What is a Captive?
A Captive Insurance Company is a Property and Casualty Insurance Company that is formed to cover risks of its parent company. Captive Insurance is a risk management tool which allows businesses to more effectively and efficiently manage corporate risk. Captives often are set up to insure enterprise risk, risk for which commercial insurance is not available or may be too expensive.
What are the Advantages of a Captive?
In addition to cost effective risk management, Internal Revenue Code 831(b) provides significant tax advantages for small insurance companies (Captives). As long as annual premiums are $1.2 million or less, the captive should not pay federal income tax on premium income. Further, underwriting profits and reserve accounts remain tax free. Investment income is taxable to the captive insurance company at graduated corporate rates. Dividends distributed from the captive, if any, should be taxed at long-term capital gains rates as a qualifying dividend.
What Investments Can a Captive Own to Provide Reserves?
A captive can own any investment approved by the insurance regulators in the jurisdiction where the captive insurance company is domiciled. It is important for the captive to maintain appropriate liquid reserves in order to meet potential claims liabilities. Therefore, captive insurance companies are highly regulated, and investment portfolios tend to be conservative and provide significant liquidity. Oxford works closely with the insurance regulators in each domicile, to ensure that captive investment portfolios are conservative and provide adequate liquidity to allow for payment of claims and expenses.
Investment Plans for captive insurance companies are typically structured in a manner which will reduce exposure to taxation from investment income. It is not uncommon for the captive investment manager to incorporate tax-free municipal bonds and other asset classes generating annual dividend income. The Dividends-Received Deduction under U.S. federal income tax law, provides that the captive can exclude 70% of the dividends it receives from taxable income.
How does a Captive fit into my Overall Estate Plan?
A captive insurance company is not an estate planning tool. However, the establishment of a captive insurance company can complement your estate plan. One of the advantages of flexible captive ownership is the ability to create CIC shares in your children’s name, or in an irrevocable trust, outside of the taxable estate. You should discuss captive creation strategies with your estate planning counsel to assure that the most appropriate structure is utilized to fit your estate planning objectives.

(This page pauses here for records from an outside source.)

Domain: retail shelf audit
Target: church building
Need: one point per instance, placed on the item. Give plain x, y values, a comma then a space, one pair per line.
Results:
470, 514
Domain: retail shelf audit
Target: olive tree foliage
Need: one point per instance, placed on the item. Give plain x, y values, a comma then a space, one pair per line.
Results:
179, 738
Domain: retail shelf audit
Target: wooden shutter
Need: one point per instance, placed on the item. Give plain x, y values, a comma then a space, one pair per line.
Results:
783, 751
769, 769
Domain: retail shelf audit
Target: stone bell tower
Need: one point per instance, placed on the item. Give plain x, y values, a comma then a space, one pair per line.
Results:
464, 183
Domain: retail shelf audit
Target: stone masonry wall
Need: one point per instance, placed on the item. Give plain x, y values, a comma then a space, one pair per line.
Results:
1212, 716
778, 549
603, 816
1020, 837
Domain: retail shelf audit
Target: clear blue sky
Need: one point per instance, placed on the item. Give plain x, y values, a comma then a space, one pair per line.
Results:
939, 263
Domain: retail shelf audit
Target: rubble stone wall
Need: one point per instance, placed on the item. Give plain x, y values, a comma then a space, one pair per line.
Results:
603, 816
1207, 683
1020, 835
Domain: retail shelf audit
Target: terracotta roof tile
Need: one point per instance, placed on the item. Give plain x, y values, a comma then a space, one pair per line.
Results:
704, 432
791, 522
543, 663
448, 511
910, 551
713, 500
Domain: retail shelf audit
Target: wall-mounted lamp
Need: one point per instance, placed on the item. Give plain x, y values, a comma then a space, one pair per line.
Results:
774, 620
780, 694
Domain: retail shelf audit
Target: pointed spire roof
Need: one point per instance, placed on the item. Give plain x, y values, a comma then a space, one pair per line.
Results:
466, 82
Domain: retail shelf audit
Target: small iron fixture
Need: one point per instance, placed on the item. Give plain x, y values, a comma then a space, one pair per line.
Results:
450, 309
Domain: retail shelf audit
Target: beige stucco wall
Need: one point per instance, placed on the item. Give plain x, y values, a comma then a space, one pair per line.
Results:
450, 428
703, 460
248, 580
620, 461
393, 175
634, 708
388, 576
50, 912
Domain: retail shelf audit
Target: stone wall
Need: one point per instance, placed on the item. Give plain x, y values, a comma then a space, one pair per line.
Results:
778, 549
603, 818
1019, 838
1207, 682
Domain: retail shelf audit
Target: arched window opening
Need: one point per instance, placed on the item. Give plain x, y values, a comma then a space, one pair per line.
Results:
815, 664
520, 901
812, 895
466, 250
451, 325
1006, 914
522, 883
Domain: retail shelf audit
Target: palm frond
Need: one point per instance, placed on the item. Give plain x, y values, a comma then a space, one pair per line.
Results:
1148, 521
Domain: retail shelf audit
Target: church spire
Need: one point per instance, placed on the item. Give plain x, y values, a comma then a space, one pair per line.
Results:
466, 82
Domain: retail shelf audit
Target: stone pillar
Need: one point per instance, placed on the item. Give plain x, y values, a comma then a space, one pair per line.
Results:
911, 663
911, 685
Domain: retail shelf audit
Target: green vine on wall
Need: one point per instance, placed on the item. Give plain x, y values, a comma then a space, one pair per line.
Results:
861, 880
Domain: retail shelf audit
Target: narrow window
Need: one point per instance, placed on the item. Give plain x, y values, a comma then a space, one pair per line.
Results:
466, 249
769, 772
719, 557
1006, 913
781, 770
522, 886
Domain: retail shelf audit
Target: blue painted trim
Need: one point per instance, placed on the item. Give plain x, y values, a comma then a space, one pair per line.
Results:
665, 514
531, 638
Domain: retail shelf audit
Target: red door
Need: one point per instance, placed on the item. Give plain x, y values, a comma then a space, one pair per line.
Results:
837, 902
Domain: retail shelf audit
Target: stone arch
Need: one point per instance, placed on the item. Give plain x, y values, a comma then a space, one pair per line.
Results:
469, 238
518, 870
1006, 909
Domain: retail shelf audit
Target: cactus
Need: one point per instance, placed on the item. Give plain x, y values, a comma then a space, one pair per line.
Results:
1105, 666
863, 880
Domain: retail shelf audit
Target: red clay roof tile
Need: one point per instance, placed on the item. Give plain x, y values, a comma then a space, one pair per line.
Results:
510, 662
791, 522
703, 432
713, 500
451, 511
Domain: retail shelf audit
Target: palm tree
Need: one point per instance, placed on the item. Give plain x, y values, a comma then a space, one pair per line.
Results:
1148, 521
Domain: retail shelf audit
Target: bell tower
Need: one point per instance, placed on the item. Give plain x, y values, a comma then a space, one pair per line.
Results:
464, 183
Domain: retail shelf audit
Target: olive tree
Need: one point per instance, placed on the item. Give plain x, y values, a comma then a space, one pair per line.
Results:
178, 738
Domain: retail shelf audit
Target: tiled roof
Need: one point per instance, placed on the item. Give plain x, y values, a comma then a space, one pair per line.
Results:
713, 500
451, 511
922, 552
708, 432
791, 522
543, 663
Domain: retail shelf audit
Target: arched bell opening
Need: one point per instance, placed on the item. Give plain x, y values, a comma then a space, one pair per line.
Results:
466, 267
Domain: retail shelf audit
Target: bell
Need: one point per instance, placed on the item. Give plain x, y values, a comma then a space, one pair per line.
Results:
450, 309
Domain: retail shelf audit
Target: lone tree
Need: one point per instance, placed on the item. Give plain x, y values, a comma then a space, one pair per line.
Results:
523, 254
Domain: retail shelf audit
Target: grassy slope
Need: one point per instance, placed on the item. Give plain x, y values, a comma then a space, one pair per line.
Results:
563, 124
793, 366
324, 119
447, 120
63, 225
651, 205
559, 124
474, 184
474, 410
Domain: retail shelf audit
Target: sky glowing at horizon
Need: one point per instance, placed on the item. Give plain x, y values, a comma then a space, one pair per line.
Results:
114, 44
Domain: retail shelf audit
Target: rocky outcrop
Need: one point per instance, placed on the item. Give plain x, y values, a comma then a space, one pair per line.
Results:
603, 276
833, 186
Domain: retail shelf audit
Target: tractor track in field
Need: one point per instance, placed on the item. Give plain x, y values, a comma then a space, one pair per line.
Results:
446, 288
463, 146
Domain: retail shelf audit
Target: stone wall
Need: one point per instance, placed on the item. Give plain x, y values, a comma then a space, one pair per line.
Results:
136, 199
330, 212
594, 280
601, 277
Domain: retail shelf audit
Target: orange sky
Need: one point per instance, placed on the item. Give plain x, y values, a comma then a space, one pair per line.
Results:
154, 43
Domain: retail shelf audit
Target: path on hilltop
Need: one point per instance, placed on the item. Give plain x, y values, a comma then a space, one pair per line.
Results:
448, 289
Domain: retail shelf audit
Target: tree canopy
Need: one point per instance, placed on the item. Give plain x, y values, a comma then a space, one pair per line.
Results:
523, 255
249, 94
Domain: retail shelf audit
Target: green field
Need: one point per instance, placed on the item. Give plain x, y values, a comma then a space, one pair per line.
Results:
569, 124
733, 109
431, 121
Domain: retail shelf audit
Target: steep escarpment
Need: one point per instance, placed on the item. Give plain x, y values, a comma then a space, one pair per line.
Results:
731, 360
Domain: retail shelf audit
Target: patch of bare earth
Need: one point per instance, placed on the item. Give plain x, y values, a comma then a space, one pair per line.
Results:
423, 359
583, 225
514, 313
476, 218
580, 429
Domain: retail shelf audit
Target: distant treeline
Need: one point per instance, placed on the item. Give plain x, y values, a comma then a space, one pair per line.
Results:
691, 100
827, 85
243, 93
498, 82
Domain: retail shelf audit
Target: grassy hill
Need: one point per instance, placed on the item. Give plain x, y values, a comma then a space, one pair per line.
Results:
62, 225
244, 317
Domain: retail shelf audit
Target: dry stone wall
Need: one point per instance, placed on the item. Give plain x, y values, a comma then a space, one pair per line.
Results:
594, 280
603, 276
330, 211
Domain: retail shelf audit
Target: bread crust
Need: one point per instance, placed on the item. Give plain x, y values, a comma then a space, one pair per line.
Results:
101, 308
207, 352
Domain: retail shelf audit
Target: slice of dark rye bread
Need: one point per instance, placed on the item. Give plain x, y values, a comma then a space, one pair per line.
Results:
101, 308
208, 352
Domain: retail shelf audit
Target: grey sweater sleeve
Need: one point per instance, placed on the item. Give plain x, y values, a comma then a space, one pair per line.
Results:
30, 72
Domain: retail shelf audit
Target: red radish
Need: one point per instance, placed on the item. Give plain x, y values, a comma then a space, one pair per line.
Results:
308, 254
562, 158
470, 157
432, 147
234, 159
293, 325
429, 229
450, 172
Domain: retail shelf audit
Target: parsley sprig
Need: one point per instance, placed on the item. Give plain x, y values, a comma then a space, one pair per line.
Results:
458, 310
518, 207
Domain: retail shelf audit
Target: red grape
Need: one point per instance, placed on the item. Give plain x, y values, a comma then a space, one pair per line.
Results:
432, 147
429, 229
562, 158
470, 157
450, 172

Are Captives New to the Marketplace?
Captive Insurance is not a new concept. The concept of a business forming a wholly-owned insurance company which would insure its owner’s risks can be traced back to the group of London merchants who lost their assets in the Tooley Street fire in 1861. The concept continued in the 1920s when several corporations with multi-national interests, including British Petroleum, Unilever and Lufthansa each formed wholly-owned insurance companies. The late Fred Reiss conceived and marketed the concept of a wholly-owned insurance company which he called a “captive”. CICs have stood the test of time since 1957 when Reiss formed his first captive in Cleveland, Ohio for the Youngstown Sheet and Tube Company. Most Fortune 500 companies have their own Captives. Thousands of small companies have also set up captive insurance companies. What is different today is that a client can enjoy a conservative structure within a highly regulated U.S. Domicile with reasonable cost, or they can also enjoy a conservative international structure offering economies of scale that allow captive implementation on a very cost efficient basis.